# Superstition Mountains 28FEB08



## digiwalker (Mar 4, 2008)

I went out for a stroll on Thursday, mainly to see if I could find some good locations to take a couple of friends to find Tarantulas. I went to a spot where I had found them before, only to get skunked. Seems someone got there before me and left many rocks overturned and out of place. I did however flip literally dozens of scorpions, so here is a couple I photographed.

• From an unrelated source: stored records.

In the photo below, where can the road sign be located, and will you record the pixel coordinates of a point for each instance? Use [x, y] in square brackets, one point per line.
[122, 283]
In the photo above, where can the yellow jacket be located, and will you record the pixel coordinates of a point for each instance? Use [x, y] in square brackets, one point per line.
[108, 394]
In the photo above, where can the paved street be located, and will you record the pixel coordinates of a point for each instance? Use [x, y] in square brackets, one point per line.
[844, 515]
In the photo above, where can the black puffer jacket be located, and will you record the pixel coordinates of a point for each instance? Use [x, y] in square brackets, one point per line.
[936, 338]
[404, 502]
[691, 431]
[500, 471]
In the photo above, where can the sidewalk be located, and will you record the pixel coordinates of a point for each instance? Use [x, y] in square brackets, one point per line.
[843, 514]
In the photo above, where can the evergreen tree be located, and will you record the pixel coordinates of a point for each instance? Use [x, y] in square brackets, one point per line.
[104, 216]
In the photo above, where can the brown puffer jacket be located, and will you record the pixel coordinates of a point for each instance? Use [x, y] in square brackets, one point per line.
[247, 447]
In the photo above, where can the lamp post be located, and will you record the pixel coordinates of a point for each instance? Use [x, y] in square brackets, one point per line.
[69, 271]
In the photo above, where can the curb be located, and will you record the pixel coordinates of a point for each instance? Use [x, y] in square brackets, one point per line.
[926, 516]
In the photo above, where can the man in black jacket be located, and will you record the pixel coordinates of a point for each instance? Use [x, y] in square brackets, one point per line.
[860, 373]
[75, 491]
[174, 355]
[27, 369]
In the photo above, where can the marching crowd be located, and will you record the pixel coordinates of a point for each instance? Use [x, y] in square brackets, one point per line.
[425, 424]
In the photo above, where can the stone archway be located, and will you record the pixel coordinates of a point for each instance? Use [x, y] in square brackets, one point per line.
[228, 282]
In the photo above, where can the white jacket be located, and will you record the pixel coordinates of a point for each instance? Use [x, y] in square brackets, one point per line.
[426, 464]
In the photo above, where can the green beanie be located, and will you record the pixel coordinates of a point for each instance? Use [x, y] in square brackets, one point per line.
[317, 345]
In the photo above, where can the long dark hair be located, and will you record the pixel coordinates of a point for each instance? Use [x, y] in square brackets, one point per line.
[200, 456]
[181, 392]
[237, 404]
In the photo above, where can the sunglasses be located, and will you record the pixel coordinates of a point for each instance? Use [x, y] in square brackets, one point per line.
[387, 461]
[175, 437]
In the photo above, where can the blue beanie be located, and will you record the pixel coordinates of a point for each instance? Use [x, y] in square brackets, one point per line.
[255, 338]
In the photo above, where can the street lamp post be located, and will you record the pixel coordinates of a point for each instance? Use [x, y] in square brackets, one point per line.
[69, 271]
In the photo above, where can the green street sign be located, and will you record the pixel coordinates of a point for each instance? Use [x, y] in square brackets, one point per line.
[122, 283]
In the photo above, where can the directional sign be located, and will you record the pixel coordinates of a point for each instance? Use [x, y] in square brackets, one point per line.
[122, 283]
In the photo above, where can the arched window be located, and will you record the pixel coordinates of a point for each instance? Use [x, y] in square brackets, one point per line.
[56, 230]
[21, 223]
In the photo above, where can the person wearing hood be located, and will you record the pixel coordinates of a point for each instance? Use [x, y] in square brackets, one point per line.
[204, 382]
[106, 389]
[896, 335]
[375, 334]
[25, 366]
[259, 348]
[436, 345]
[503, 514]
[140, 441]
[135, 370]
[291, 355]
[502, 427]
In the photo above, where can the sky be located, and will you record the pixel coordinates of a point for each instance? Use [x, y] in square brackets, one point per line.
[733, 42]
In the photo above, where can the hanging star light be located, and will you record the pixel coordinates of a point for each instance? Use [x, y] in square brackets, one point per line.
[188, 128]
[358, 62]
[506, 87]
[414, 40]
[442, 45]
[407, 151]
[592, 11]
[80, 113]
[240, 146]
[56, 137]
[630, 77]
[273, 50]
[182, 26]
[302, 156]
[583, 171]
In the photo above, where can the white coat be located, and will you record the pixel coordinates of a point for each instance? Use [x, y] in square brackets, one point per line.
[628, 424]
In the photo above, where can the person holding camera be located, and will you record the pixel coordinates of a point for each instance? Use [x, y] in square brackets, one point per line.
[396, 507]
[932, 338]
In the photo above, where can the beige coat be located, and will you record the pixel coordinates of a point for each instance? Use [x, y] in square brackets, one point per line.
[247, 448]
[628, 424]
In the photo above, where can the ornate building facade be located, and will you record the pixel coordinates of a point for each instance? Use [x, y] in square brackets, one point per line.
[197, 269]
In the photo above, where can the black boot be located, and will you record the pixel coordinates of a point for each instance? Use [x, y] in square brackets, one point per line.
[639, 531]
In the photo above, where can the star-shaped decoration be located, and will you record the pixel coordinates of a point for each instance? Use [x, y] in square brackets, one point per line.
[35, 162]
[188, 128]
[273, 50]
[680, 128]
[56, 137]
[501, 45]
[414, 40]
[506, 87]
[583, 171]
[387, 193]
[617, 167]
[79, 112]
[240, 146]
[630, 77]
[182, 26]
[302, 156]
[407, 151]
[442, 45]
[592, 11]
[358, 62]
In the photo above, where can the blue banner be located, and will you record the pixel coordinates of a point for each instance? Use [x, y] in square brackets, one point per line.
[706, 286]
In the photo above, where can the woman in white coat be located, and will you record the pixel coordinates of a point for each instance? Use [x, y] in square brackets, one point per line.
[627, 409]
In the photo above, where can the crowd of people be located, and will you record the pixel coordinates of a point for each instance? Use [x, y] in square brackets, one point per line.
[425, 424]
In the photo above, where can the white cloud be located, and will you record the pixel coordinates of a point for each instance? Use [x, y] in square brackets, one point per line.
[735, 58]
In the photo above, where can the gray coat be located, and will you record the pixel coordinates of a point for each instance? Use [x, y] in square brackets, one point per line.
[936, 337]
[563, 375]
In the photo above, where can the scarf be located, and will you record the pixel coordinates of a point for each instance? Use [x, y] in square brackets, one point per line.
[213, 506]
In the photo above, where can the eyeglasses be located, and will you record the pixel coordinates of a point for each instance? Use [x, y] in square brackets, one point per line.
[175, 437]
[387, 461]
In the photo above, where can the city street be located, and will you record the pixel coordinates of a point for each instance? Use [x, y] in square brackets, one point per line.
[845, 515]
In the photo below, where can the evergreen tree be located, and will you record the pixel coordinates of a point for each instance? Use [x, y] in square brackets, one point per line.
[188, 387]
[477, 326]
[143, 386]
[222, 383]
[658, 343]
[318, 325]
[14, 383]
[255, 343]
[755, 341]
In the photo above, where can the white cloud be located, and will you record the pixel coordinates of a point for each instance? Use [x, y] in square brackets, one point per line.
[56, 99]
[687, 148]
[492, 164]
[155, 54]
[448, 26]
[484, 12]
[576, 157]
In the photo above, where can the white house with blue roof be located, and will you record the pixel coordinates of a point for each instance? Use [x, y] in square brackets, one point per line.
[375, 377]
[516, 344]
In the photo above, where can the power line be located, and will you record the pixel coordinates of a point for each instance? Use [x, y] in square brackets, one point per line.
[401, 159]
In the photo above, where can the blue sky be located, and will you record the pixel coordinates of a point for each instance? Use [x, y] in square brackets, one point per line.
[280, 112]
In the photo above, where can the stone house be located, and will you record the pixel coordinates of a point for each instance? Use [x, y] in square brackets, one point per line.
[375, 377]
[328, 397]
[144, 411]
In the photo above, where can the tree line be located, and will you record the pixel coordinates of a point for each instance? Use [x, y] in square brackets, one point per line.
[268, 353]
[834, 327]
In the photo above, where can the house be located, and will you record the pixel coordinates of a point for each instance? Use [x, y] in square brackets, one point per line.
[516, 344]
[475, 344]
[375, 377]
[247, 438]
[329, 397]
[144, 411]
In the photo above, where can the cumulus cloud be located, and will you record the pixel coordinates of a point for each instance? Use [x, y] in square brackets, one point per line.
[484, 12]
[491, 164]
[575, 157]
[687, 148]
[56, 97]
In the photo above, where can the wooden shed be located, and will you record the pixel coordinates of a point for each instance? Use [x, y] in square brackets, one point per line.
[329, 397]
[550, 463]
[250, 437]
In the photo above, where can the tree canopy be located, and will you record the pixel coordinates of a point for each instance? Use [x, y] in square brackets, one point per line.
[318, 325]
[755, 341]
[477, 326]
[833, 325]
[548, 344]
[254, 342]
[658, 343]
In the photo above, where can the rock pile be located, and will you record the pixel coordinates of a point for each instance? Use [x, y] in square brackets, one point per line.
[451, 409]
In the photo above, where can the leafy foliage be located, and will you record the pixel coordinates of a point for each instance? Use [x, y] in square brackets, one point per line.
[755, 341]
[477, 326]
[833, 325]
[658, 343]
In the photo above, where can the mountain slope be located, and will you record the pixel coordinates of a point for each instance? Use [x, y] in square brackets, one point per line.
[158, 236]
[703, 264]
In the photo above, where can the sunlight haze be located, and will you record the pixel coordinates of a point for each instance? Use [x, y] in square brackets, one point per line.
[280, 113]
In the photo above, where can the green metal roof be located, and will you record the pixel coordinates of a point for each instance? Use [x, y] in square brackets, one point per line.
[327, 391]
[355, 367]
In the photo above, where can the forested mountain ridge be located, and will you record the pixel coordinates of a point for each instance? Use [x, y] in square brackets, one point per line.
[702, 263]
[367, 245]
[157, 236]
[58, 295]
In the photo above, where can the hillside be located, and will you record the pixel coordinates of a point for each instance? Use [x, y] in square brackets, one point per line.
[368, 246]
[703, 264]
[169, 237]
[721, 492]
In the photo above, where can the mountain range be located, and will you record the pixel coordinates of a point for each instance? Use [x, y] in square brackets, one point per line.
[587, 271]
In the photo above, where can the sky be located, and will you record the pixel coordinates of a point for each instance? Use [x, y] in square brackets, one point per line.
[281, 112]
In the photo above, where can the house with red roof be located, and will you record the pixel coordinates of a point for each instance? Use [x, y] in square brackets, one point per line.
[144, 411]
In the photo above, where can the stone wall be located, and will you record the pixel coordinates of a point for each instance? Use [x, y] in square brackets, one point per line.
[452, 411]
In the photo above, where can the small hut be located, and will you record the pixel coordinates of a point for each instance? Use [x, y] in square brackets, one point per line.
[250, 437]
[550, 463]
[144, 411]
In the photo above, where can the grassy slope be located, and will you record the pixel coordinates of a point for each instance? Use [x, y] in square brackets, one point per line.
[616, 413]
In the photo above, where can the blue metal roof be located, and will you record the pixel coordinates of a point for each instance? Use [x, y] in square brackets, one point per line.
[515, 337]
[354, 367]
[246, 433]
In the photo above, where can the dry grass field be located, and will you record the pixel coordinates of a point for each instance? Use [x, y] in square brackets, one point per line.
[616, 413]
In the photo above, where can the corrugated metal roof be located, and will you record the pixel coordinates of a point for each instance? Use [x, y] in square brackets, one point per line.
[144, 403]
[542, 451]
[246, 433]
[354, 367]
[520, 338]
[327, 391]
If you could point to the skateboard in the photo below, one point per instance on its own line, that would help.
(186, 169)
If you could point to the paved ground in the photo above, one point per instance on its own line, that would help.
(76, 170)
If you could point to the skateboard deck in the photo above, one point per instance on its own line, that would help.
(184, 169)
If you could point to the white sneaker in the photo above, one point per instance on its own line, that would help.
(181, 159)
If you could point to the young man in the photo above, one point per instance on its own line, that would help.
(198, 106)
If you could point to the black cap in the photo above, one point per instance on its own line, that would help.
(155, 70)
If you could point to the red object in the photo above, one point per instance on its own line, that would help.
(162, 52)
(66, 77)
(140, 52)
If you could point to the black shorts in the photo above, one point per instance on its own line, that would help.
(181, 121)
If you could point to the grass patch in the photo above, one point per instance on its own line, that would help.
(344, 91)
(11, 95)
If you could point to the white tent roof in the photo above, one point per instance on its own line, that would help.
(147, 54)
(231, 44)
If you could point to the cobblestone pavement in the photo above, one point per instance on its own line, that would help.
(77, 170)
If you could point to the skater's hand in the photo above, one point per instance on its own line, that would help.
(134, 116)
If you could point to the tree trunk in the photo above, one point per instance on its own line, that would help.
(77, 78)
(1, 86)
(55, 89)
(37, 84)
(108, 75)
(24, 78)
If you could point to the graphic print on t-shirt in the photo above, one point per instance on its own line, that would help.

By the way, anyone willing to take an inexperienced invert person out and show him some sites in AZ? I am an avid herper, and am now expanding into inverts.


----------



## josh_r (Mar 4, 2008)

that is unfortunate that someone left an area tossed like that. it will settle back in place over time. i know you PM'd me and i am interested in learning more about you then i can show you some spots for schmidti in the superstitions. actually, you can look just about anywhere there and find them with no problems. what kind of herps have you found?? i am also an avid herper. i do not collect however. just photographs.

-josh


----------



## digiwalker (Mar 10, 2008)

*Thanks for your reply.*

Usually I am here at the site walking the rough areas. On site in years past I have found wind spiders, tarantulas, centipedes, bark and hairy scorpions.

Last year I found a red spotted toad, coachwhip, a mohave, a few WDB, a patchnose and lots of lizards.

This year I have seen a sand snake, pedes and scorps and 2 wdb-one with a single button.

Here is a pic of the first snake I flipped this year in AZ:


----------